The airplane will be stationed at Victorville for approximately three weeks. The crew will conduct ground-effects testing. among other activities. During ground-effects testing, the pilots fly the airplane very close to the runway to gather data regarding the aerodynamic effects and performance of the airplane during the takeoff and landing phases of flight. Quantifying this performance is part of the certification requirements for all new airplanes.

"Victorville's airfield is the former George Air Force Base," said Randy Neville, chief pilot for ZA002. "There is ample ramp space for parking and plenty of onsite facilities. There is a long runway and plenty of level, clear land along the approach to the runway. We can operate there without disrupting air traffic control or other commercial aircraft."
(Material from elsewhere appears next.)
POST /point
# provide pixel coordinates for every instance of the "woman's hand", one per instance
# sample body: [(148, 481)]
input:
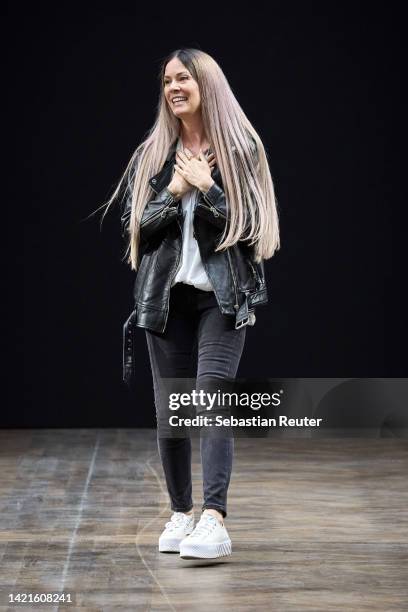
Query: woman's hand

A crew of more than 150 employees will be stationed at Victorville while the airplane is there. These include the flight test engineers and support personnel required to prepare the airplane for each day's flights and to monitor performance and test equipment.

Boeing also announced that it has added a fourth 787 Dreamliner to its flight-test fleet with the completion of the first flight of ZA003. The airplane departed Paine Field in Everett, Wash., at 10:55 a.m. (Pacific time) and landed at 2:01 p.m. at Boeing Field in Seattle. 

Captains Ray Craig and Mike Bryan piloted the airplane on its three-hour-and-six-minute flight. ZA003 is the final 787 with Rolls-Royce Trent 1000 engines to enter the flight-test program. "We've done a significant amount of ground testing on the new systems on ZA003 in preparation for first flight. Engineering, manufacturing and flight operations have really pulled together as a team to enable first flight," said Craig. "It has been very rewarding to watch the Boeing team pull together in support of this milestone."

ZA003 is the only 787 in the flight test fleet that will include elements of the passenger interior features, including cabin and crew support systems. The 787 is introducing new passenger amenities and provisions for a more comfortable flying experience. Among the new features are improved lighting, bigger stowage bins, larger windows with electrochromatic shades and redesigned lavatories with easier access.

In addition to demonstrating that the interior meets certification requirements, ZA003 will be used to conduct tests on systems, noise performance, flight-deck operations, avionics, electromagnetic effects, high-intensity radio frequency response and extended operations (ETOPS).